La crise du logement continue de s’aggraver en Suisse et ne touche plus uniquement les personnes à la recherche d’un appartement. Une partie croissante de la population craint désormais de ne plus pouvoir conserver son logement dans un marché jugé de plus en plus tendu.
Selon une enquête représentative publiée par Comparis, un adulte sur cinq redoute aujourd’hui de perdre son logement à la suite d’une résiliation ou d’un changement de situation professionnelle. Entre pénurie persistante, hausse des loyers et difficultés d’accès au marché locatif, le sujet devient une source d’inquiétude majeure pour de nombreux ménages.
Les jeunes adultes et les habitants des villes sous forte pression
Les résultats de l’enquête menée par Comparis montrent que le sentiment d’insécurité lié au logement progresse dans plusieurs catégories de la population. Un adulte sur cinq affirme craindre actuellement de perdre son logement, un chiffre que Harry Büsser, expert immobilier du comparateur, qualifie de « signal d’alarme ».
L’étude révèle également que plus de la moitié des personnes interrogées considèrent qu’il existe désormais une pénurie généralisée de logements en Suisse. Cette perception apparaît particulièrement marquée en Suisse romande et en Suisse alémanique. Le Tessin semble un peu moins concerné par cette inquiétude à l’échelle nationale.
La pression se ressent surtout dans les centres urbains et chez les jeunes adultes. Au total, 29% des personnes interrogées disent avoir rencontré des difficultés pour trouver ou conserver un logement adapté au cours des deux dernières années.
Dans les villes, cette proportion atteint 32%, contre 25% dans les régions rurales. Les 18 à 35 ans apparaissent comme les plus touchés, avec un taux qui grimpe à 44%.
Pour Harry Büsser, cette évolution montre que la crise du logement dépasse largement les seules personnes souhaitant déménager. Selon lui, lorsque des habitants craignent de perdre leur logement, la question touche aussi à la stabilité personnelle, à la sécurité et à la qualité de vie.
Le marché immobilier suisse devient en effet de plus en plus difficile d’accès pour une partie de la population. Dans plusieurs grandes villes, les logements disponibles se raréfient tandis que les loyers restent élevés. Les jeunes actifs, souvent confrontés à des revenus plus limités au début de leur carrière, figurent parmi les catégories les plus exposées.
Cette tension permanente pousse certains ménages à accepter des logements plus petits, plus éloignés des centres urbains ou plus coûteux qu’ils ne l’auraient envisagé auparavant.
Des logements abordables réclamés, mais des solutions qui divisent
Interrogées sur les solutions possibles, les personnes ayant participé au sondage soutiennent en priorité le développement de logements abordables ainsi que des logements en coopérative, relate Blick. La limitation des loyers et le contrôle des coûts figurent aussi parmi les mesures les plus populaires.
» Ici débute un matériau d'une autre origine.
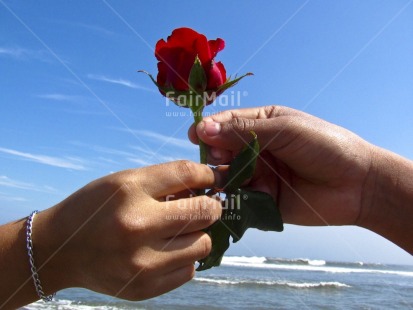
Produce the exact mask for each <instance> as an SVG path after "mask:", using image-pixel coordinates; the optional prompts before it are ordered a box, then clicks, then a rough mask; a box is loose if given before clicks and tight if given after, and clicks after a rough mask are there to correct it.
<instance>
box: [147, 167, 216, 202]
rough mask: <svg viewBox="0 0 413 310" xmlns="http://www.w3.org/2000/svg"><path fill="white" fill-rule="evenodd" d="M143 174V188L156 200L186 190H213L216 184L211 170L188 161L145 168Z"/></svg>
mask: <svg viewBox="0 0 413 310" xmlns="http://www.w3.org/2000/svg"><path fill="white" fill-rule="evenodd" d="M141 172H142V173H143V177H141V178H140V183H141V186H142V187H143V188H144V190H145V192H146V193H147V194H148V195H150V196H152V197H154V198H160V197H162V196H167V195H169V194H174V193H177V192H181V191H184V190H190V189H201V188H211V187H213V186H214V183H215V176H214V172H213V171H212V169H211V168H209V167H208V166H207V165H202V164H197V163H194V162H191V161H186V160H181V161H175V162H170V163H166V164H160V165H155V166H150V167H145V168H142V169H141Z"/></svg>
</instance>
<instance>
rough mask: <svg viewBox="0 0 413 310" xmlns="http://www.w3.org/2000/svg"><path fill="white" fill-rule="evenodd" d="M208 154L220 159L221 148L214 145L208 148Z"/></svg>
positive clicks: (220, 154)
mask: <svg viewBox="0 0 413 310" xmlns="http://www.w3.org/2000/svg"><path fill="white" fill-rule="evenodd" d="M209 154H210V155H211V156H212V157H213V158H214V159H216V160H220V159H221V158H222V153H221V150H220V149H218V148H216V147H211V148H209Z"/></svg>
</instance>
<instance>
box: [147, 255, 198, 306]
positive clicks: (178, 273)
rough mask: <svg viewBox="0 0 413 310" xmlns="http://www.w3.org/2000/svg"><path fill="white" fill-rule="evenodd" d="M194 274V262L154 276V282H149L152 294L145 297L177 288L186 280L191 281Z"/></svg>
mask: <svg viewBox="0 0 413 310" xmlns="http://www.w3.org/2000/svg"><path fill="white" fill-rule="evenodd" d="M194 275H195V266H194V264H193V263H192V264H187V265H185V266H183V267H180V268H178V269H175V270H173V271H171V272H169V273H166V274H164V275H162V276H160V277H156V278H153V279H152V283H150V284H148V287H150V290H148V292H150V294H151V295H150V296H145V298H144V299H147V298H151V297H154V296H158V295H162V294H165V293H167V292H170V291H172V290H173V289H176V288H178V287H180V286H182V285H183V284H185V283H186V282H188V281H190V280H191V279H192V278H193V277H194Z"/></svg>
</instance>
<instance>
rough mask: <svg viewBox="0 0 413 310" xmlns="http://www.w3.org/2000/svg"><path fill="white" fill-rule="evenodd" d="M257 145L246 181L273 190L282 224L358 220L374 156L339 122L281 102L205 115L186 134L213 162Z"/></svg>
mask: <svg viewBox="0 0 413 310" xmlns="http://www.w3.org/2000/svg"><path fill="white" fill-rule="evenodd" d="M251 131H254V132H255V133H256V134H257V136H258V140H259V143H260V146H261V155H260V157H259V159H258V162H257V169H256V173H255V176H254V177H253V179H252V180H251V182H250V183H249V184H248V186H250V187H252V188H254V189H256V190H261V191H265V192H268V193H270V194H272V196H273V197H274V199H275V200H276V201H277V204H278V206H279V207H280V211H281V214H282V216H283V219H284V221H285V222H286V223H293V224H299V225H349V224H356V223H357V220H358V217H359V215H360V210H361V209H362V204H363V195H362V193H363V191H364V186H365V182H366V178H367V176H368V173H369V169H370V166H371V161H372V155H371V154H372V146H371V145H370V144H369V143H367V142H365V141H364V140H362V139H361V138H359V137H358V136H356V135H355V134H353V133H351V132H349V131H348V130H345V129H343V128H341V127H338V126H335V125H333V124H330V123H328V122H326V121H323V120H321V119H318V118H316V117H313V116H311V115H308V114H306V113H303V112H299V111H296V110H293V109H290V108H286V107H280V106H269V107H263V108H252V109H242V110H232V111H225V112H222V113H218V114H216V115H212V116H211V117H207V118H205V119H204V121H203V122H201V123H200V124H199V125H198V126H197V128H195V127H194V126H192V127H191V128H190V130H189V137H190V139H191V141H192V142H194V143H197V140H198V137H199V139H201V140H202V141H204V142H205V143H207V144H208V145H210V146H211V147H210V148H209V156H208V160H209V163H211V164H215V165H218V164H223V163H226V162H228V161H230V160H231V159H232V158H233V157H234V155H236V153H238V152H239V151H240V150H241V149H242V147H243V146H244V145H245V144H246V143H247V142H248V141H250V140H251V133H250V132H251Z"/></svg>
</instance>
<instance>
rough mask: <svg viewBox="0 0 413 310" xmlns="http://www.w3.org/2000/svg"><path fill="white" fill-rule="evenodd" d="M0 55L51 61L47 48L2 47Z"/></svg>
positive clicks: (25, 58) (21, 59) (16, 58)
mask: <svg viewBox="0 0 413 310" xmlns="http://www.w3.org/2000/svg"><path fill="white" fill-rule="evenodd" d="M0 56H6V57H12V58H14V59H17V60H27V59H36V60H40V61H43V62H51V58H50V54H49V53H48V52H47V51H45V50H37V51H36V50H29V49H25V48H21V47H0Z"/></svg>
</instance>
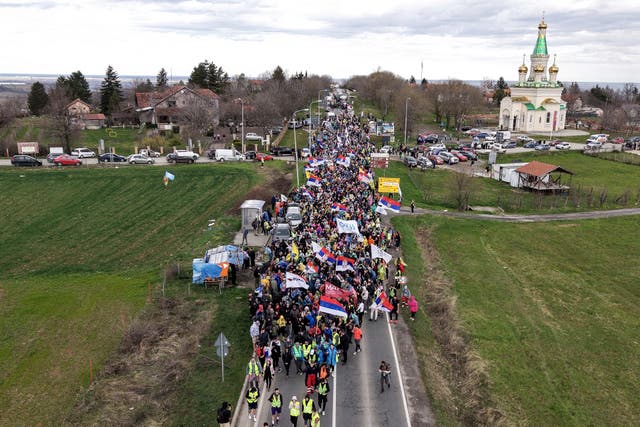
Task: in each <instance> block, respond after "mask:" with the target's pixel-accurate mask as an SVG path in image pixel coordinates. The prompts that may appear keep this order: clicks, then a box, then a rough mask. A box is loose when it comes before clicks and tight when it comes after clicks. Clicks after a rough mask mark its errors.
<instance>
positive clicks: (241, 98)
mask: <svg viewBox="0 0 640 427" xmlns="http://www.w3.org/2000/svg"><path fill="white" fill-rule="evenodd" d="M238 101H240V128H241V129H242V135H240V141H242V154H244V99H242V98H238V99H236V102H238Z"/></svg>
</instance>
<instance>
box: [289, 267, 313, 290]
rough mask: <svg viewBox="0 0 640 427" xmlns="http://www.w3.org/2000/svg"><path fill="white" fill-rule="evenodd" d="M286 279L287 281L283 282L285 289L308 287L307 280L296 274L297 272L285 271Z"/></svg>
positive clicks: (308, 286)
mask: <svg viewBox="0 0 640 427" xmlns="http://www.w3.org/2000/svg"><path fill="white" fill-rule="evenodd" d="M286 279H287V281H286V283H285V284H286V287H287V289H293V288H304V289H309V285H307V281H306V280H304V279H303V278H302V277H300V276H298V275H297V274H293V273H289V272H288V271H287V276H286Z"/></svg>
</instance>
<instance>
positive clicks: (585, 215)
mask: <svg viewBox="0 0 640 427" xmlns="http://www.w3.org/2000/svg"><path fill="white" fill-rule="evenodd" d="M415 213H416V214H419V215H423V214H429V215H439V216H451V217H457V218H467V219H481V220H487V221H505V222H546V221H571V220H580V219H596V218H615V217H619V216H632V215H640V208H626V209H614V210H608V211H588V212H572V213H558V214H541V215H487V214H473V213H466V212H451V211H437V210H432V209H423V208H416V209H415ZM400 215H411V210H410V209H409V208H408V207H402V208H401V209H400Z"/></svg>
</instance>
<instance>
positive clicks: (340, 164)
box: [336, 156, 351, 168]
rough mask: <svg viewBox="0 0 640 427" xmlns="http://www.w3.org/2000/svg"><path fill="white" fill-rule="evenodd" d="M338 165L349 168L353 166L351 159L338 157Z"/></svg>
mask: <svg viewBox="0 0 640 427" xmlns="http://www.w3.org/2000/svg"><path fill="white" fill-rule="evenodd" d="M336 163H337V164H339V165H340V166H344V167H346V168H348V167H349V166H350V165H351V157H345V156H338V157H337V158H336Z"/></svg>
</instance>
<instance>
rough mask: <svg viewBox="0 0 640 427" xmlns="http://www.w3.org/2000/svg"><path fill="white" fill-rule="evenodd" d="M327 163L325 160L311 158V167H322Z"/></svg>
mask: <svg viewBox="0 0 640 427" xmlns="http://www.w3.org/2000/svg"><path fill="white" fill-rule="evenodd" d="M324 162H325V160H324V159H316V158H313V157H309V165H311V167H314V168H315V167H316V166H320V165H323V164H324Z"/></svg>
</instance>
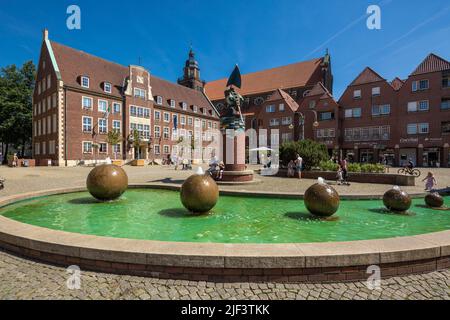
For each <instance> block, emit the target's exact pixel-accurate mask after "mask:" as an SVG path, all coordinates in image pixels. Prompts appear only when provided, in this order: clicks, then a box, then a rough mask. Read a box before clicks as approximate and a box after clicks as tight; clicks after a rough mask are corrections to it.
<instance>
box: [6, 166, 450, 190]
mask: <svg viewBox="0 0 450 320" xmlns="http://www.w3.org/2000/svg"><path fill="white" fill-rule="evenodd" d="M252 168H255V169H256V168H257V167H252ZM124 169H125V171H126V172H127V174H128V177H129V181H130V183H142V184H152V183H165V184H178V185H180V184H181V183H182V182H183V181H184V180H185V179H186V178H187V177H188V176H189V175H191V174H192V171H180V170H178V171H175V170H174V169H173V168H168V167H161V166H156V167H151V166H146V167H131V166H125V167H124ZM90 170H92V168H90V167H76V168H58V167H36V168H15V169H13V168H8V167H5V166H0V177H4V178H6V187H5V189H4V190H2V191H0V197H2V196H9V195H14V194H17V193H24V192H30V191H36V190H42V189H43V188H45V189H59V188H66V187H68V186H70V187H78V186H85V185H86V177H87V175H88V174H89V171H90ZM421 170H422V171H423V172H424V173H425V171H426V169H421ZM396 171H397V170H396V169H391V172H396ZM433 172H434V173H435V176H436V180H437V182H438V188H446V187H447V186H450V169H448V168H439V169H433ZM256 178H257V179H258V180H259V183H255V184H250V185H240V186H220V188H221V189H222V190H235V191H250V192H251V191H268V192H273V191H274V190H276V192H287V193H298V194H303V193H304V192H305V190H306V189H307V188H308V187H310V186H311V185H312V184H313V183H314V181H313V180H306V179H302V180H298V179H287V178H277V177H262V176H256ZM420 180H421V179H417V180H416V184H417V186H415V187H403V189H404V190H405V191H407V192H410V193H423V192H424V183H423V182H421V181H420ZM390 187H392V186H391V185H382V184H370V183H352V184H351V186H335V188H336V190H337V191H338V192H339V194H341V195H357V194H378V195H382V194H384V193H385V192H386V190H388V189H389V188H390Z"/></svg>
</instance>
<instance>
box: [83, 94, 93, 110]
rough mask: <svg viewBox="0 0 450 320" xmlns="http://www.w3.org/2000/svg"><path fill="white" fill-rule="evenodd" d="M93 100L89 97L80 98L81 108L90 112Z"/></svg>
mask: <svg viewBox="0 0 450 320" xmlns="http://www.w3.org/2000/svg"><path fill="white" fill-rule="evenodd" d="M92 104H93V99H92V98H89V97H83V98H82V105H81V106H82V108H83V109H89V110H92Z"/></svg>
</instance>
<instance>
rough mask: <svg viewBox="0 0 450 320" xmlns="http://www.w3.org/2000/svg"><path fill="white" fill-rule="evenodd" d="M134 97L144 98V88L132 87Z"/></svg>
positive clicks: (145, 96) (144, 97)
mask: <svg viewBox="0 0 450 320" xmlns="http://www.w3.org/2000/svg"><path fill="white" fill-rule="evenodd" d="M134 97H135V98H141V99H145V97H146V92H145V90H144V89H140V88H134Z"/></svg>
Ces réponses traduisent une critique croissante du fonctionnement actuel du marché immobilier. De nombreux participants estiment que les objectifs de rendement élevés poursuivis par certains investisseurs et propriétaires contribuent à la hausse des prix et à la raréfaction des logements accessibles financièrement.
Harry Büsser rappelle toutefois que ces mesures peuvent soulager certains ménages sans pour autant résoudre durablement le problème de fond. Selon lui, la pénurie persistera tant que le nombre de nouveaux logements construits restera insuffisant dans les régions où la demande est la plus forte.
L’enquête met aussi en lumière un paradoxe important. Certaines mesures considérées comme efficaces pour augmenter rapidement l’offre de logements restent relativement impopulaires auprès de la population. C’est notamment le cas de la densification des quartiers existants ou de l’assouplissement des règles de construction.
Le débat sur les causes de la crise du logement continue également de diviser. D’après le sondage, 40% des personnes interrogées considèrent l’immigration et la croissance démographique comme des facteurs importants de la pénurie actuelle.
Comparis appelle néanmoins à nuancer cette lecture. Harry Büsser souligne que l’immigration ne provoque une pénurie que lorsque l’offre de logements ne progresse pas au même rythme que la population.
Au fil des années, le logement est ainsi devenu un sujet de préoccupation centrale pour une partie des habitants du pays. Cette enquête montre surtout qu’au-delà des loyers élevés, c’est désormais le sentiment de stabilité résidentielle qui semble fragilisé dans plusieurs régions suisses.